We look at a decentralized learning of the subspace learning problem of the form

$$\begin{aligned} \begin{array}{lll} \displaystyle \min \limits _{\mathcal {U} \in {\mathrm {Gr}({r},{m})}}&\displaystyle \sum \limits _{i = 1}^{N} f_i(\mathcal {U}), \end{array} \end{aligned}$$
(8)

where \({\mathrm {Gr}({r},{m})}\) is the Grassmann manifold. We assume that the functions \(f_i: \mathbb {R}^{m\times r} \rightarrow \mathbb {R}\) for all \(i=\{1,\ldots ,N \}\) are smooth. In this section, we formulate two popular class of problems as subspace learning problems of the form (8) on the Grassmann manifold. The decentralization learning setting for (8) is considered in Sect. 4.

3.1 Low-rank matrix completion as subspace learning

The problem of low-rank matrix completion amounts to completing a matrix from a small number of entries by assuming a low-rank model for the matrix. The rank constrained matrix completion problem can be formulated as

$$\begin{aligned} \begin{array}{llll} \min \limits _{\mathbf{Y}\in \mathbb {R}^{m \times n}} \ \ \displaystyle \frac{1}{2} \Vert \mathcal {P}_{\varOmega }(\mathbf{Y}) - \mathcal {P}_{\varOmega }(\mathbf{Y}^\star )\Vert _F^2 +\ \ \lambda \Vert \mathbf{Y} - \mathcal {P}_{\varOmega }(\mathbf{Y})\Vert _F^2 \\ \text {subject to} \ \ {\mathrm {rank}}(\mathbf{Y})=r, \end{array} \end{aligned}$$
(9)

where \(\Vert \cdot \Vert _F\) is the Frobenius norm, \(\lambda \) is the regularization parameter (Boumal and Absil 2015, 2011), and \({\mathbf{Y }^ \star }\in \mathbb {R}^{n\times m}\) is a matrix whose entries are known for indices if they belong to the subset \((i,j)\in \varOmega \) and \(\varOmega \) is a subset of the complete set of indices \(\{(i,j):i\in \{1,...,m\}\text { and }j\in \{1,...,n\}\}\). The operator \([\mathcal {P}_{\varOmega }(\mathbf{Y})]_{ij}=\mathbf{Y}_{ij}\) if \((i,j) \in \varOmega \) and \([\mathcal {P}_{\varOmega }(\mathbf{Y})]_{ij}=0\) otherwise is called the orthogonal sampling operator and is a mathematically convenient way to represent the subset of known entries. The rank constraint parameter r is usually set to a low value, e.g., \(r \ll (m, n)\). The particular regularization term \(\Vert \mathbf{Y} - \mathcal {P}_{\varOmega }(\mathbf{Y})\Vert _F^2\) in (9) is motivated in (Dai et al. 2011; Boumal and Absil 2015, 2011), and it specifically penalizes the large predictions. An alternative to the regularization term in (9) is \(\Vert \mathbf{Y} \Vert _F^2\).

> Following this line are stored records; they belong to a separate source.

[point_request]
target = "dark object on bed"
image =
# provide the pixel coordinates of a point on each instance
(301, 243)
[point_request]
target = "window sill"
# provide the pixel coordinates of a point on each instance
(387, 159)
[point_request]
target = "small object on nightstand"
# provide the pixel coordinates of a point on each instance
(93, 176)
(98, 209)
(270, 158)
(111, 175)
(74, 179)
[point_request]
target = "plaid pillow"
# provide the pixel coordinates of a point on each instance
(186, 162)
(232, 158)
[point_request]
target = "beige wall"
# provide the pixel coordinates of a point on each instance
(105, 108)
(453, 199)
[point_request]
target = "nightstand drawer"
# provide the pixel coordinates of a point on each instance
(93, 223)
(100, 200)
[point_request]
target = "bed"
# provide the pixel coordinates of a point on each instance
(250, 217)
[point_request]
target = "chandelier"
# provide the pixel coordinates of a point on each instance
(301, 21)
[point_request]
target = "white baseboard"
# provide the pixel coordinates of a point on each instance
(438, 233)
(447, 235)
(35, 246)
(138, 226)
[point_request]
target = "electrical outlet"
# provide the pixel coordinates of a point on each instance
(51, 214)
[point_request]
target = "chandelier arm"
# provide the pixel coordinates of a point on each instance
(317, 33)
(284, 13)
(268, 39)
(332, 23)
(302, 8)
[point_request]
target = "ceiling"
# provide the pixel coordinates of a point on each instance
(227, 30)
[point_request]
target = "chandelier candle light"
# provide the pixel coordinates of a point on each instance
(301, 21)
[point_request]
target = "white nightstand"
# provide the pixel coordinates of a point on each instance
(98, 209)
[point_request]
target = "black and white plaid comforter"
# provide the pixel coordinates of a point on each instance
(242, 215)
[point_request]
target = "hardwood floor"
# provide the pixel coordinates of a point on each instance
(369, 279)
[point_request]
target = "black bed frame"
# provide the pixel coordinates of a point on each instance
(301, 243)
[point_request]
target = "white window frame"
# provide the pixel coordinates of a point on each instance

A way to handle the rank constraint in (9) is by using the parameterization \(\mathbf{Y} = \mathbf{U} \mathbf{W}^\top \), where \(\mathbf{U} \in {\mathrm {St}({r},{m})}\) and \(\mathbf{W} \in \mathbb {R}^{n \times r}\) (Boumal and Absil 2015, 2011; Mishra et al. 2014). The problem (9) reads

$$\begin{aligned} \begin{array}{ll} \min \limits _{\mathbf{U}\in {\mathrm {St}({r},{m})}} \min \limits _{\mathbf{W}\in \mathbb {R}^{n \times r }} \displaystyle \frac{1}{2} \Vert \mathcal {P}_{\varOmega }(\mathbf{UW}^\top ) - \mathcal {P}_{\varOmega }(\mathbf{Y}^{\star })\Vert _F^2 + \lambda \Vert \mathbf{UW}^\top - \mathcal {P}_{\varOmega }(\mathbf{UW}^\top )\Vert _F^2. \end{array} \end{aligned}$$
(10)

The inner least-squares problem in (10) admits a closed-form solution. Consequently, it is straightforward to verify that the outer problem in \(\mathbf{U}\) only depends on the column space of \(\mathbf{U}\), and therefore, is on the Grassmann manifold \({\mathrm {Gr}({r},{m})}\) and not on \({\mathrm {St}({r},{m})}\) (Dai et al. 2012; Boumal and Absil 2015, 2011). Solving the inner problem in closed form, the problem at hand is

$$\begin{aligned} \begin{array}{lll} \min \limits _{\mathcal {U}\in {\mathrm {Gr}({r},{m})}} \displaystyle \frac{1}{2} \Vert \mathcal {P}_{\varOmega }(\mathbf{UW}_{\mathbf{U}}^\top ) - \mathcal {P}_{\varOmega }(\mathbf{Y}^{\star })\Vert _F^2 +\lambda \ \Vert \mathbf{UW}_{\mathbf{U}}^\top - \mathcal {P}_{\varOmega }(\mathbf{UW}_{\mathbf{U}}^\top )\Vert _F^2, \end{array} \end{aligned}$$
(11)

where \(\mathbf{W}_{\mathbf{U}}\) is the unique solution to the inner optimization problem in (10) and \(\mathcal {U}\) is the column space of \(\mathbf{U}\) (Dai et al. 2012). It should be noted that (11) is a problem on the Grassmann manifold \({\mathrm {Gr}({r},{m})}\), but computationally handled with matrices \(\mathbf{U}\) in \({\mathrm {St}({r},{m})}\).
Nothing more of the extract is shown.